Enrique trató de protegerse con las manos, pero también recibió un escobazo.
—¡Ay padre! ¿Está usted loco? —gritó Enrique.
—¡Ay nada, fuera de aquí los dos, fuera cochinos!
No nos quedó otra alternativa más que darnos vuelta y empezar a correr. Un
escobazo le cayó a Enrique en la nuca. Pero esos golpes no fueron suficientes
para el padre, que nos empezó a perseguir con la escoba alzada sobre su cabeza.
—¡Se los advertí! —gritaba el cura.
Las personas de los restaurantes aledaños no dejaban de contemplar la
extraña escena: dos tipos corriendo, perseguidos a escobazos por un sacerdote y
con unos siete gatos siguiéndolos.
Por desgracia, un mozo distraído que llevaba una bandeja llena de piscos
sour se cruzó en nuestra huida; chocamos con él botándolo al suelo y las
copitas de pisco sour volaron por los aires. Nosotros seguimos corriendo. El
padre pasó por encima del mozo caído.
Finalmente Enrique y yo cruzamos la pista hacia las puertas de la tienda
Ripley. La socialista Aída García casi nos atropella con su maserati, tuvo que
dar un frenazo para evitarlo.
Mi amigo y yo nos detuvimos al llegar a la vereda. Vimos que el padre no
había cruzado la calle, se quedó del otro lado, pero sacudía la escoba sobre su
cabeza como si se tratara de una lanza de guerra.
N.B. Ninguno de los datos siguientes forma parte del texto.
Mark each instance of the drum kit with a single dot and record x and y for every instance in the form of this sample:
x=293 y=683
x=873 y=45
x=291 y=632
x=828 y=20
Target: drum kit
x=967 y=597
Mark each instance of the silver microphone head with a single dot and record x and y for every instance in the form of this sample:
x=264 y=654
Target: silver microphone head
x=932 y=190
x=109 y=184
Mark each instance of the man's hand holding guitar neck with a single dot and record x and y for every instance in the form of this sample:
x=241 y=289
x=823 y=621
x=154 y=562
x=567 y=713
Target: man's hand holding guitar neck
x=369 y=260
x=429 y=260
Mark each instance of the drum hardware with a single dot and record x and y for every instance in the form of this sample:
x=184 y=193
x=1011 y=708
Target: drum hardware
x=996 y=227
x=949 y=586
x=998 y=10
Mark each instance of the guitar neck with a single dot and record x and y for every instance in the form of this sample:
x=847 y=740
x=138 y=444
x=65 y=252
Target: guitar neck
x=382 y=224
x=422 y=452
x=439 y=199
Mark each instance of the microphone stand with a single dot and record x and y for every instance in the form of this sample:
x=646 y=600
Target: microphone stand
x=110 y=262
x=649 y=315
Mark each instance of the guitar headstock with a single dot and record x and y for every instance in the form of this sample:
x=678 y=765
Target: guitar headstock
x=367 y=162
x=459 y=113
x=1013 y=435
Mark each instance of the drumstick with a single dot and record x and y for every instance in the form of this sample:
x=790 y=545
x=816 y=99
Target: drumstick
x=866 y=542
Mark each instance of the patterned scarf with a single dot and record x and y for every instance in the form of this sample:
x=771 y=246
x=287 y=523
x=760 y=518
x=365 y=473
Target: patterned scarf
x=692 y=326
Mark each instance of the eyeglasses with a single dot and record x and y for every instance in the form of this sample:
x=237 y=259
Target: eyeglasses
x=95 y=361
—¡Y no vuelvan por aquí! —nos advirtió. Luego se dio media vuelta y se fue
caminando de regreso a la iglesia.
Enrique y yo, aun agitados, nos alejamos cruzando otras calles.
—Oye Enrique —le dije.
—¿Qué?
—¿Vamos a seguir alimentando a los gatos de la iglesia después de esto?
—Más que nunca, gordo loco, más que nunca.
Y nos fuimos a pie de Miraflores a nuestras casas.